Mittwoch, 20. Juli 2016

Warum die Fed die Zinsen nicht erhöhen kann

Die Rendite der Staatsanleihen in den USA sind höher als die Rendite der Staatsanleihen in Europa. Warum? Weil es der amerikanischen Wirtschaft relativ besser geht. Es ist jedoch augenfällig, dass die Renditen seit geraumer Zeit auch in den USA zurückgehen, während die Fed öffentlich Überlegungen anstellt, die Zinsen demnächst anzuheben.

Eine bemerkenswerte Abbildung liefert Mike McKee von BloombergTV: 

Während der Economic Suprise Index steigt und damit positive Signale sendet, was die Entwicklung der Wirtschaft betrifft, fallen die Inflationserwartungen. Das ist ziemlich seltsam. 

Die Inflationserwartungen müssten nämlich steigen. Denn eine Zentralbank erhöht die Leitzinsen, um eine Überhitzungsgefahr in der Wirtschaft zu unterbinden, um mit der Verteuerung der Kreditaufnahme eine Inflation zu dämpfen.

Vor diesem Hintergrund schreibt Tim Duy in einem Kommentar im Bloomberg, dass die Fed die Zinsen nicht erhöhen kann und sollte.

Die Verflachung der Ertragskurve (yield curve) ist ein Warnsignal. Die Fed kann den Fokus nicht nur auf die Zinsen am kurzen Ende der Laufzeit legen. Auch die Balance Sheet Policy muss dabei mit berücksichtigt werden, argumentiert der an der Oregon University lehrende Wirtschaftsprofessor. 



Die Wirtschaft scheint sich zu erholen, aber die Inflationserwartungen fallen, Graph: BloombergTV


Die Differenz (spread) zwischen der Rendite der Staatspapiere mit 2 Jahren Laufzeit und der Rendite der Staatspapiere mit 10 Jahren Laufzeit ist inzwischen auf 88 Basispunkte geschmolzen, während die Fed Funds Target Rate 25 bis 50 Basispunkte beträgt.
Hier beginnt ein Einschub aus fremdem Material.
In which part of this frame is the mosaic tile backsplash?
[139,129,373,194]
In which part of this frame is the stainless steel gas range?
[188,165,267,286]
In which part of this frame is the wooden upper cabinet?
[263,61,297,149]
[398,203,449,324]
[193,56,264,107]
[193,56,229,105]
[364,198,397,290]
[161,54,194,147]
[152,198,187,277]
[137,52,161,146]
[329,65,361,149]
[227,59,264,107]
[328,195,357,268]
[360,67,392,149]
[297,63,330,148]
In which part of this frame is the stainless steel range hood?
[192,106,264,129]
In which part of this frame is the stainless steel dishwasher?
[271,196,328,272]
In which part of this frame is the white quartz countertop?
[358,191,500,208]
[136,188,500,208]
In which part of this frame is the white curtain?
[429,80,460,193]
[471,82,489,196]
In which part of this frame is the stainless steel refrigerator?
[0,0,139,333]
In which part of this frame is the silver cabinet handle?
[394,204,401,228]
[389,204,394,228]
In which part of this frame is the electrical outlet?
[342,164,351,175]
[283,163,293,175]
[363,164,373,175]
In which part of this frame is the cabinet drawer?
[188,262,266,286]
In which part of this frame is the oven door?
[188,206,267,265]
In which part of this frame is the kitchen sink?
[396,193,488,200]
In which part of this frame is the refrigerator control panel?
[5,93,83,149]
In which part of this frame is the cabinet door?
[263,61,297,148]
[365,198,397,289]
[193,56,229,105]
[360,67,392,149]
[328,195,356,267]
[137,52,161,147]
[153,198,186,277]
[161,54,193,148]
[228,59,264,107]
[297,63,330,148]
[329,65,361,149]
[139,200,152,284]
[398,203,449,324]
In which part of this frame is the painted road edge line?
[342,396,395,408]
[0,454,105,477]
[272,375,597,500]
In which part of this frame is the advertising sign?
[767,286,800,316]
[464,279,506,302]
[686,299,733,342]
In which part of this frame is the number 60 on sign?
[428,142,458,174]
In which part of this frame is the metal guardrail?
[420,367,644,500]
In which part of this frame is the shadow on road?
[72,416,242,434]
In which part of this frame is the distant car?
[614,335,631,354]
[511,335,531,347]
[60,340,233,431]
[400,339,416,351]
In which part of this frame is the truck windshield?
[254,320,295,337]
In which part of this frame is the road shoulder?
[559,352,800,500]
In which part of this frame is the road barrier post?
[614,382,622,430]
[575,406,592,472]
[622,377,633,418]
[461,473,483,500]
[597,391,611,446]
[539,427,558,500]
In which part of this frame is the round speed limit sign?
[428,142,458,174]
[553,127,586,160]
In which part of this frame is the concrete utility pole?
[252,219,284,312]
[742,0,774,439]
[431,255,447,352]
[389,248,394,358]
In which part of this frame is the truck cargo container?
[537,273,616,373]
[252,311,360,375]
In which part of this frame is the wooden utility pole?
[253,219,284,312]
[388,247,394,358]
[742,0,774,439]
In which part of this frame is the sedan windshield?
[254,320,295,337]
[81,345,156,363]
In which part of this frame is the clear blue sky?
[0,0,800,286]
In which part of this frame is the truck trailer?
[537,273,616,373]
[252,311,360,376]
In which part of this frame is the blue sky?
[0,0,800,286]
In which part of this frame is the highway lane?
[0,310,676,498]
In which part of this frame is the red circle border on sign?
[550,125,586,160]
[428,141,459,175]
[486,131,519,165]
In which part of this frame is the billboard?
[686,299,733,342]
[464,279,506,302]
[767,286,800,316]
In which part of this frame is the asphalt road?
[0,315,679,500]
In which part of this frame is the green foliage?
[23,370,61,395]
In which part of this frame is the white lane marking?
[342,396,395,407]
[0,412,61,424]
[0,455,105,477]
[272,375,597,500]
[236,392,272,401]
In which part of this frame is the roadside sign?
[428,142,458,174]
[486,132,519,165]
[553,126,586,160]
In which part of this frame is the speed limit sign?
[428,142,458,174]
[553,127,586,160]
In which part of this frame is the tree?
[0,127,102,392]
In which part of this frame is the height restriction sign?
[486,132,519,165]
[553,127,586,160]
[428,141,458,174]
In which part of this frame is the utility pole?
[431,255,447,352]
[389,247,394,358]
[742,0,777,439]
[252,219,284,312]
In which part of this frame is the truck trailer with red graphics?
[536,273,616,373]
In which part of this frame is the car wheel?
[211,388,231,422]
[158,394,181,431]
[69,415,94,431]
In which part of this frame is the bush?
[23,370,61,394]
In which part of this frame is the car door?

Das bedeutet, dass die Fed kaum Spielraum hat, die kurzfristigen Zinsen zu erhöhen. Wenn zusätzliche Zinserhöhungen die Renditekurve weiter zusammendrücken würden, wäre die Kapazität für die Fristentransformation (maturity transformation) bald gefährdet.



Die Verflachung der US-Renditekurve, Graph: Bloomberg

Diejenigen, die eine Zinserhöhung begrüssen, tragen im Wesentlichen zwei Argumente vor:

Die Arbeitslosigkeit nimmt ab. Die Entspannung auf dem Arbeitsmarkt deutet auf einen bevorstehenden inflationären Druck hin (Phillips-Kurve). Die Fed soll daher eine restriktive Geldpolitik an den Tag legen, um den Druck der Inflation abzuwehren.

Die Phillips-Kurve ist aber heute flach wie ein Brett. Es wäre daher verfrüht, die Zinsen zu erhöhen. Zudem läuft die Inflation seit mehr als drei Jahren deutlich niedriger als der von der Fed festgelegte Zielwert. Es ergibt daher keinen Sinn, die Zinsen erhöhen, weil die Inflation einfach derzeit keine Gefahr darstellt, erklärt Duy.



Inflationserwartungen fallen, während die EZB am lockeren Kurs der Geldpolitik festhält, Graph: Morgan Stanley


Das zweite Argument betrifft Stabilität am Finanzmarkt. Die anhaltend niedrigen Zinsen verstärken die Gefahr von spekulativen Blasen (bubbles), während ein hoher Fremdkapitaleinsatz (leverage) bestehen bleibt.

Daniel Tarullo, Fed Gouverneur hat neulich in einem Gespräch mit WSJ dazu Stellung bezogen, dass die Erhöhung der Zinsen allein die Sorgen um die finanzielle Stabilität nicht beruhigen kann. In der Tat kann ein restriktiver Kurs der Geldpolitik sogar die Verflachung der Renditekurve verschlimmern.

Duy ruft in Erinnerung, dass die Fed auf die Krise so reagiert hat, dass sie zunächst die Zinsen gegen Null Prozent gesenkt und dann mit dem QE-Programm begonnen hat. Die Fed soll daher heute zunächst über die Rückführung der QE-Politik nachdenken, bevor sie eine Zinserhöhung beschliesst.

Die Fed scheint unter dem Strich nicht über policy mix zu diskutieren, zumindest nicht in der Öffentlichkeit. Es scheint deshalb laut Duy irgendwie ungeschickt, nur mit dem Einsatz von Zinspolitik und Forward Guidance allein, die Aufrechterhaltung der finanziellen Stabilität anzustreben.